The Second Source, an alternative professional network, launched on Thursday night with the aim of raising awareness of harassment and helping companies to stamp it out.
It has the support of London Mayor Sadiq Khan, Green MP Caroline Lucas and the Lib Dems’ Jo Swinson.
It comes in the wake of allegations Times columnist Kate Maltby and radio presenter Julia Hartley Brewer faced sexual harassment from male MPs.
Evening Standard columnist Rosamund Urwin, who is among the 20 journalists behind Second Source, said she was inspired to take action after hearing how freelance reporter Emily Reynolds was targeted.
She said: “It was after reading a piece by my fellow journalist Emily Reynolds about sexual harassment she had suffered that I realised that unless we act, nothing will change.
“It will happen to the 23-year-olds of tomorrow, as it once happened to me and happened to Emily.”
Reynolds said: “When I published the post about my experiences of harassment, I was frightened it would leave me isolated and it risk.
“It was quite the opposite.

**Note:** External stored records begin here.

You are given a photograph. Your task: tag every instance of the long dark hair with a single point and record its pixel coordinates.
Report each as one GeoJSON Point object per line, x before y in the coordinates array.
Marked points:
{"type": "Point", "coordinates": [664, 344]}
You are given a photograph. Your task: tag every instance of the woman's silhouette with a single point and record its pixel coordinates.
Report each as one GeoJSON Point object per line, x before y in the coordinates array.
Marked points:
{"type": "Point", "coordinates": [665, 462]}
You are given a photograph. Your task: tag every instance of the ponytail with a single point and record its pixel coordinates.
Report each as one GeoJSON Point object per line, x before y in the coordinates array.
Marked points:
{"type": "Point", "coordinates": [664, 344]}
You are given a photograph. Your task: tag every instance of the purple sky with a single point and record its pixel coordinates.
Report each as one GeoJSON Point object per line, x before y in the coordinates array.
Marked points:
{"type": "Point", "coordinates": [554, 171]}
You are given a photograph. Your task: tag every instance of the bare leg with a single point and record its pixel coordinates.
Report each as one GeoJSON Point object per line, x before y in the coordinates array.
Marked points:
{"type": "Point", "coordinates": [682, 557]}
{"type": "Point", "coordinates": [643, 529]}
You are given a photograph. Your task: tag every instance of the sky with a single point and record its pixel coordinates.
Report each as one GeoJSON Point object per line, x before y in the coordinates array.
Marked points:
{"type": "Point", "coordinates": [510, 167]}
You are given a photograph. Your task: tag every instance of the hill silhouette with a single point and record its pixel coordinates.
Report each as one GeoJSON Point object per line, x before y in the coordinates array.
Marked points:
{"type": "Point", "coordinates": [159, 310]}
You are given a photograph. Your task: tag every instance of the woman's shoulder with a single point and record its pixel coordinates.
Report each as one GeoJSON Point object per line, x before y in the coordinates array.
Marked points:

I was inundated with messages of support and solidarity from other journalists, many of whom had had similar experiences to me as a young woman in insecure work.”
Deputy Lib Dem leader Swinson said: “I’m delighted to support the women journalists creating The Second Source to campaign for changes in the media industry.
“For all the justified media outrage about sexual harassment in other workplaces, the media must recognize it needs to act on its own harassment problem too.”
Lucas added: “No one should have to suffer harassment at work—it’s great to see women working together to change behaviour and attitudes in this male-dominated industry.”
Khan, meanwhile, said: “The harassment some women journalists have faced is appalling—and it is the responsibility of all of us to challenge it and call it out. This needs to be a turning point.”
“I strongly support the women journalists who have come together to create The Second Source. We must do everything we can to ensure women are able to speak out and have their concerns properly investigated.”
Louise Ridley, News Editor, Longform and Special Projects, at Buzzfeed UK is also backing the campaign.
She said: “Half of British women have been sexually harassed at work, according to a BBC Survey last month.
“This can’t go on. We’re excited to come together to do something to support journalists who have experienced harassment, and anyone in media who is concerned about it. We hope we’ll be joined by lots of others to use our talents to make a positive change.”
Megha Mohan, senior broadcast journalist, added, “As journalists we’re meant to hold people to account, yet there’s often an uncomfortable culture of silence when it comes to bullying and harassment in our profession.”
Urwin added: “This isn’t—as some have bizarrely framed it—a ‘witch hunt.’ What we want is cultural change in our industry—and we hope this call will spread beyond the media to other workplaces too.”
Reynolds agreed: “Sexual harassment and assault must be rooted out of every industry. We’re starting with ours.”